実倍率3倍がメルクマールに
男子のBランク(偏差値64~60)では、海城が微増の動きとなっている。Aランクの受験を諦めた層の受け皿となっているのかもしれない。神奈川のサレジオ学院はすでに前年実績を確保し400人を突破、1割以上は出願者を増やす勢いである。実倍率2.0倍に対して、予想倍率は2.3倍となっている。
早稲田は3.3倍という高い実倍率が敬遠されたようで、模試の志願者動向では2割以上の大幅減を示していたものの、現状では1割減程度で収まった。早稲田高等学院の実倍率は数年前まで2倍少しだったものが、2020年は3.1倍と高かった。予想倍率は2.8倍だったが、3%減にとどまった。少しだけ受けやすくなるだろう。慶應義塾普通部は良く持ちこたえて5%減で出願を打ち切った。実倍率は3倍強のままとなりそうだ。
このように、3倍という実倍率は志願者の増減を左右する一つの指標となる。受験生からすれば、周りの賢そうなライバルを見渡して、3人に1人では合格する実感を持ちづらい。そういう入試はどうしても敬遠気味になる。
2021年は難度が上がり過ぎた午後入試の大幅出願減が見込まれている。その象徴となるのが算数1科で行われて人気となった1日午後の巣鴨と世田谷学園で、出願者はいずれも現時点で2割前後の減少が見込まれる。特に、実倍率2.0倍だった世田谷学園のこの入試は、予想倍率が1.3倍と緩和し、1日午後最大の穴場といっていい受けやすさになりそうだ。ちなみに、巣鴨は3.0倍が予想2.6倍、鎌倉学園は2.4倍が予想1.5倍となっている。
1日午後が1回目の入試となる東京農業大学第一は、実倍率2.2倍が好感されたのか、早々に前年実績を超え、大幅に出願者を増やしている。予想倍率は2.9倍である。2日午後の2回も4日の3回も、男子はいずれも大幅増の勢いだ。

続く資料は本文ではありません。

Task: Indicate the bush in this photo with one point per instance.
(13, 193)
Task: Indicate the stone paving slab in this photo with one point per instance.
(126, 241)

2月2日には神奈川のAランク3校が並ぶ。聖光学院は出願締め切りに向け積み増していくので確定的なことはいえないが、予想では1割弱の減少、出願動向からは1割強の減少と見込まれる。出願を締め切った栄光学園は、3日入試の浅野と共に前年比2%減にとどめた。慶應義塾湘南藤沢は締め切ったものの、出願者数は非公表である。
実倍率2.3倍の明治大学付属明治は、予想では2.0倍だったが、最新動向では微増の勢いに転じている。2日には城北、攻玉社、世田谷学園の2回目入試が並んでいる。いずれも実倍率が2.0倍、2.1倍、2.3倍と低く、2021年も出願増の気配はないため、最難関校の併願先として狙い目である。